Um (inverosímil) ataque nuclear no espaço?

O espaço está hoje em dia bastante sobrecarregado com satélites civis, militares e comerciais. Detonar uma bomba nuclear destruiria tudo o que estivesse no seu caminho, inclusive os satélites do próprio agressor.

“Poderia causar muitos danos, de forma totalmente indiscriminada, o que me deixa cético quanto à realidade deste plano”, diz Pavel Podvig.

“É possível atingir um sistema específico (...) mas isso destruiria muitos outros”, incluindo os satélites russos e os dos seus aliados chineses.

Xavier Pasco, diretor da Fundação para Pesquisa Estratégica (FRS) francesa, relembra que "o espaço é um ambiente muito específico onde todos são interdependentes”.

“A ameaça de uma explosão nuclear no espaço é completamente irracional e bastante incompreensível.”

A energia nuclear no espaço

Nas décadas de 1970 e 1980, os satélites soviéticos Rorsat utilizavam reatores nucleares como fonte de energia, nomeadamente para radares,

Xavier Pasco levanta a hipótese de que os russos “conseguiram desenvolver, ou estão no processo de o fazer, uma arma alimentada por um reator nuclear para gerar fluxos de energia significativos”.

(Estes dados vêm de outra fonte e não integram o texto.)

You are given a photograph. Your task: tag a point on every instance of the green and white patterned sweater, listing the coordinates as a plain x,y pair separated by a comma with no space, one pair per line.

Assumindo que o espaço ganhou uma dimensão importante na condução da guerra, particularmente na Ucrânia, o investigador francês acredita que a Rússia está a desenvolver programas nesse sentido. “Temos conhecimento de programas na Rússia que vão nessa direção, mas sem saber o nível de progresso”, disse à AFP.

Ambiente espacial militarizado

A militarização do espaço sideral é tão antiga quanto a corrida espacial. Desde que o Sputnik foi colocado em órbita em 1957, Washington e Moscovo têm procurado formas de armar e destruir satélites.

Em 1967, as superpotências e outros países assinaram o Tratado do Espaço Exterior, proibindo a colocação em órbita de armas de destruição em massa.

A Rússia destruiu um dos seus próprios satélites em 2021 ao lançar um míssil da Terra, o que provocou protestos. Mas o conflito evoluiu, passando da ideia de destruir satélites para neutralizá-los com laser ultrapoderoso, energia dirigida ou armas de microondas.

Tensões geopolíticas

Aumentam as preocupações sobre o risco de ver o espaço tornar-se um local de confronto, da mesma forma que os ambientes terrestres ou subaquáticos.

Uma arma nuclear espacial arriscaria criar uma nova corrida ao armamento, “desafiaria a estratégia espacial americana, sabotaria as regras (internacionais) e preocuparia os aliados”, estimam Clementine Starling e Mark Massa do Atlantic Council.

“Os Estados Unidos e os seus aliados e parceiros devem responder, mas não há necessidade de cair na histeria” porque a hipótese não “modificaria significativamente o equilíbrio de poder EUA-Rússia no espaço ou em Terra”, afirmam os especialistas.